For many in Young County, the house was a rockin' Saturday night.

Oklahoma's biggest earthquake in history, a 5.6 magnitude quake occurred late Saturday and originated near Sparks, Okla. east of Oklahoma City, more than 200 miles from Graham.

"The important thing to understand is that if you take the same magnitude earthquake and you put one here and one in California, it will be felt over a much larger area than the same magnitude in California," said Gary Patterson, geologist and director of education and outreach for the U.S. Center for Earthquake Research and Information.

He said because the geology of the central United States is different - the Earth's crust is harder, colder and denser than in California, the energy travels efficiently, like running a jack hammer on a concrete slab. "If you had a continuous slab, you'd feel it in your feet a greater distance away," Patterson said. He said 95 to 98 percent of the earthquakes in the world happen in places like California.

"When we have an earthquake in the stable continental interior, we're learning new things," Patterson said. "The plates should be rigid. You should only really have big earthquakes at the boundaries between them." Randy Keller, director of Oklahoma Geological Survey, said the fault that affects Oklahoma is the Wilzetta Fault which runs northeast to southwest.

"It's deep down in the Earth several miles, and it looks like the earthquakes are following that fault zone," Keller said. "The motion that caused the earthquake is parallel to that fault. It looks like we have a good case for what fault moved and what direction it moved."

He said earthquakes in Oklahoma are nothing new.

"Oklahoma has been recognized for decades as somewhere that has quite a few earthquakes compared to nearby states," Keller said. He said there has been an increase in detected earthquakes because there are more seismographs in the area added in recent years from the EarthScope program of the National Science Foundation.

"There's been an increase in earthquakes big enough that people have felt them, but how big that increase is, is subject to a couple of different things.
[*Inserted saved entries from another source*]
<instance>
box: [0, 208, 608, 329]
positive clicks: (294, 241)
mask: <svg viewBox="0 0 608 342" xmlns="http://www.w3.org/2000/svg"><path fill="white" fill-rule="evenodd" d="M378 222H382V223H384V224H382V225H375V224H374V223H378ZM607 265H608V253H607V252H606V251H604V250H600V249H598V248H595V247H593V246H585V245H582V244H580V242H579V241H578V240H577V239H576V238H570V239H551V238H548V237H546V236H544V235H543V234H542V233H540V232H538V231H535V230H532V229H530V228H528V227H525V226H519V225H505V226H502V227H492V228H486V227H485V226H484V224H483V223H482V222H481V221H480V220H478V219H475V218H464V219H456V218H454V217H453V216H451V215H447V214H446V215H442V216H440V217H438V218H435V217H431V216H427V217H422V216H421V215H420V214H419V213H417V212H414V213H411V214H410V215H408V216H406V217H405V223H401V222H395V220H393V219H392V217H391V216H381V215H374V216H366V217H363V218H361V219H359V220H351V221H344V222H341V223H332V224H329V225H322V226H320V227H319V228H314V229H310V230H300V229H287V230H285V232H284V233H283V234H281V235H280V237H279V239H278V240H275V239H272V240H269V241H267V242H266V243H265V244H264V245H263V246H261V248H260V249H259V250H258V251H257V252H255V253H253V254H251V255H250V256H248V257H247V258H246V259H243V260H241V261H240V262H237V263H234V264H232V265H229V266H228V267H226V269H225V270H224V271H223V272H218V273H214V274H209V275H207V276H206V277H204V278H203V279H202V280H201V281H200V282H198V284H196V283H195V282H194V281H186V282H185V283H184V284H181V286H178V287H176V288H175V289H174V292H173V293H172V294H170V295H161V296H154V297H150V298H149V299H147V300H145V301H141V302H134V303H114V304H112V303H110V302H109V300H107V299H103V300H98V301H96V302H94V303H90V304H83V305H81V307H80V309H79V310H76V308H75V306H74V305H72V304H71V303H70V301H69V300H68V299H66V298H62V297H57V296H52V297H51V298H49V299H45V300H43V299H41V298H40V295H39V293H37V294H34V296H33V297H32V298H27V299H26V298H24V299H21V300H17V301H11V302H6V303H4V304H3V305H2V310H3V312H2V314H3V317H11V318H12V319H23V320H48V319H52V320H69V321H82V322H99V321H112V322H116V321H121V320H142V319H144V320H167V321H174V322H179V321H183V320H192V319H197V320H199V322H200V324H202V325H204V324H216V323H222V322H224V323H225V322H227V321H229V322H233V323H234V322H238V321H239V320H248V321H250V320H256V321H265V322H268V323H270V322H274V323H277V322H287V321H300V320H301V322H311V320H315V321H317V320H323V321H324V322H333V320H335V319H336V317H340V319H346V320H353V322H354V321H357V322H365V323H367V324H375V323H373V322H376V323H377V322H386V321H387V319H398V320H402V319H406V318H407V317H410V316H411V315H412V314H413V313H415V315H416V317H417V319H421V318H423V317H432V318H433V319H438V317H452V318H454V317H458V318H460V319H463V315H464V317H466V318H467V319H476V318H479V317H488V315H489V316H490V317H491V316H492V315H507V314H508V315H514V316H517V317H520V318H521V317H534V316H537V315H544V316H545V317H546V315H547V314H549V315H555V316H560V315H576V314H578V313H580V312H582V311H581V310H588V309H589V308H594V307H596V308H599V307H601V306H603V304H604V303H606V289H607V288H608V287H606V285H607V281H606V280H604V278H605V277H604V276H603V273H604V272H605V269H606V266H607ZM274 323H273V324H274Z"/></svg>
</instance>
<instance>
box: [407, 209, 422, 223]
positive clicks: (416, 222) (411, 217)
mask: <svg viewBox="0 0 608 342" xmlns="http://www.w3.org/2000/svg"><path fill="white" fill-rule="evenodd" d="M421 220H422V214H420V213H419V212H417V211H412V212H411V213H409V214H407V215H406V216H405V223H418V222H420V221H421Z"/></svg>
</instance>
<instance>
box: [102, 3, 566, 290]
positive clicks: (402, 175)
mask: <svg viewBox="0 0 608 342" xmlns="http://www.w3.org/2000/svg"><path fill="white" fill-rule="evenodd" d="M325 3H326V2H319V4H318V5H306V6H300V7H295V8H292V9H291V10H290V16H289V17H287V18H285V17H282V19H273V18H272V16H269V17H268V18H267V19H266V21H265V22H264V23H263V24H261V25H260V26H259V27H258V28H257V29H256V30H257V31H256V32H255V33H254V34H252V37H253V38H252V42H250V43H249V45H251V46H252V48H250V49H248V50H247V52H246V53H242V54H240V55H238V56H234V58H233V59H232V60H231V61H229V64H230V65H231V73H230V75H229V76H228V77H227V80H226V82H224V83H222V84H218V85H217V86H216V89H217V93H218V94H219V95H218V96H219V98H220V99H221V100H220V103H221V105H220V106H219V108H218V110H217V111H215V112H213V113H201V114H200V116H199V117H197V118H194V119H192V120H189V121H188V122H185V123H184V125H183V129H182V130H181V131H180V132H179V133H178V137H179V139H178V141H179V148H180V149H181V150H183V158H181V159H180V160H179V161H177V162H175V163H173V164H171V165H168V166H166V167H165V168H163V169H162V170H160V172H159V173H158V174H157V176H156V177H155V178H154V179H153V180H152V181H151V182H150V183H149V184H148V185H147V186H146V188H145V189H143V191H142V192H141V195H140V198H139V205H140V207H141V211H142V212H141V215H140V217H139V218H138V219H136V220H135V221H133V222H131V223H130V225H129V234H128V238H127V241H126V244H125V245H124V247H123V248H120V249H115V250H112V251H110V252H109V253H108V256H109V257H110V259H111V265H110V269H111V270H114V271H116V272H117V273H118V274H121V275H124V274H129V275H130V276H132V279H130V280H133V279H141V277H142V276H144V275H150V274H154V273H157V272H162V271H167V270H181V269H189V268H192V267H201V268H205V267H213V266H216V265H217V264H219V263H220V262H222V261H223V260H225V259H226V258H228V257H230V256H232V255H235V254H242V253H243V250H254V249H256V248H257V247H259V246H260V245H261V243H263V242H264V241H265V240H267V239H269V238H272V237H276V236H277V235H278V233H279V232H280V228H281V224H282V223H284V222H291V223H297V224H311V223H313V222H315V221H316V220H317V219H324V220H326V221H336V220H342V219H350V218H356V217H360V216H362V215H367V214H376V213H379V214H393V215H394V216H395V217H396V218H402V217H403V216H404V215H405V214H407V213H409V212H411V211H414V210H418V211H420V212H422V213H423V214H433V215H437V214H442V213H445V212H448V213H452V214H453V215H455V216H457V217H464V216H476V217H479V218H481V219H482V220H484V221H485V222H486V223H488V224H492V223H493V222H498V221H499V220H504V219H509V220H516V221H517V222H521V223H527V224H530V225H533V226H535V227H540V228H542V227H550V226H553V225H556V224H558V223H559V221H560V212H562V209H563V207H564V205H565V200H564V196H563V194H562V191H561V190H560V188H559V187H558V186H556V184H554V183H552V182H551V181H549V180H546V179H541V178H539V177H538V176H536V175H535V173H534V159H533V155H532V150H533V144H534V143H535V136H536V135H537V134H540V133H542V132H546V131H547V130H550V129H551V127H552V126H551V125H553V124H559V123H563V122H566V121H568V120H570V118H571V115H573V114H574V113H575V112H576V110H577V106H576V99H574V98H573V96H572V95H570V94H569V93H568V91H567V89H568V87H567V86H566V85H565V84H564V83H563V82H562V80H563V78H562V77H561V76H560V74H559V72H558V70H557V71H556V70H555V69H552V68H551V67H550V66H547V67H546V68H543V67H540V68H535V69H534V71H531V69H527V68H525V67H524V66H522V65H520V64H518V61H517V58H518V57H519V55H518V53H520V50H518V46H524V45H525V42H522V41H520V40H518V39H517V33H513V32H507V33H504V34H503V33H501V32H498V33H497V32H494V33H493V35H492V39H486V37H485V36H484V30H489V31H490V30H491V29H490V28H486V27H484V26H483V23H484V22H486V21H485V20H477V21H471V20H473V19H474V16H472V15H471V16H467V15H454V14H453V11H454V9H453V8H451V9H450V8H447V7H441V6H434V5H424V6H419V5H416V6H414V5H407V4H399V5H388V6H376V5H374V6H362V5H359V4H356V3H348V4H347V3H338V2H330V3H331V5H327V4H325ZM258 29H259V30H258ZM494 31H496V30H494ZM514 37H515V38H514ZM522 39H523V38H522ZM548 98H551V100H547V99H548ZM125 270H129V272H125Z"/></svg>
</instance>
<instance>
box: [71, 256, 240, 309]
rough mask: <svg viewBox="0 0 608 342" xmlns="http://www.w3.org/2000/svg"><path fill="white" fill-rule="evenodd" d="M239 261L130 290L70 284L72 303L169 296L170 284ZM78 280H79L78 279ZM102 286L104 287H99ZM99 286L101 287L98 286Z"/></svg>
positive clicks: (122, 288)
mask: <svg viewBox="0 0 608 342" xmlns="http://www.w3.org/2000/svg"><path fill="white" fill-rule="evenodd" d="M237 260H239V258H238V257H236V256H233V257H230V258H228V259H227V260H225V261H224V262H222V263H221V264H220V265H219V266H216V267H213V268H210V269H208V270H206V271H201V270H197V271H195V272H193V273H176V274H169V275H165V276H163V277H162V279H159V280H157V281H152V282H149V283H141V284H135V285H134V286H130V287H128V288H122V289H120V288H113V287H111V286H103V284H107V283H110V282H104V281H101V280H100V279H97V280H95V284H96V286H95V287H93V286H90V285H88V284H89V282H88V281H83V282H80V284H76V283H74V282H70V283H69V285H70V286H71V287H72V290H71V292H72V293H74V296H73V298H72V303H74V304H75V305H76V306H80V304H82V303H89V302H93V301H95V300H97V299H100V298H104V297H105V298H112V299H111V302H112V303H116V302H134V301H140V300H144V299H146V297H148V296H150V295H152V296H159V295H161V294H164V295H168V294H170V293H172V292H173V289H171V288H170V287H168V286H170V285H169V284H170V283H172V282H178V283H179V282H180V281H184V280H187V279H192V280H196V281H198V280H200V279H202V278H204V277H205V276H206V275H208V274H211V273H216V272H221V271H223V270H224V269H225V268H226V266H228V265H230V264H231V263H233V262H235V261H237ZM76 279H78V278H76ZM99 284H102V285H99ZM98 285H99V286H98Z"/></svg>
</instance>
If you have lots of sensors around, you're going to sense lots of earthquakes," Keller said. "And of course people are earthquake sensors, too. ... People are more sensitive because they can feel earthquakes that are smaller now. But there's definitely some increase in activity." Rick Edwards was at his home on Loving Highway watching television when he felt the earthquake shortly before 11 p.m.

"The chair I was sitting in started shaking, and all the weapons hanging on the gun case started flopping around and I thought it was my horses, that they were up on the deck shaking the house," Edwards said. "I went up to the door to run them off, but there were no horses on the deck.

"That's when I looked on Facebook and realized we had been through an earthquake." Patty Pardue was also at her home when the quake hit Young County. "My windows in my house shook, and my back porch shook up and down and it lasted about a minute and a half, two at the most and that was about it," Pardue said. "We didn't even know about it until the next day."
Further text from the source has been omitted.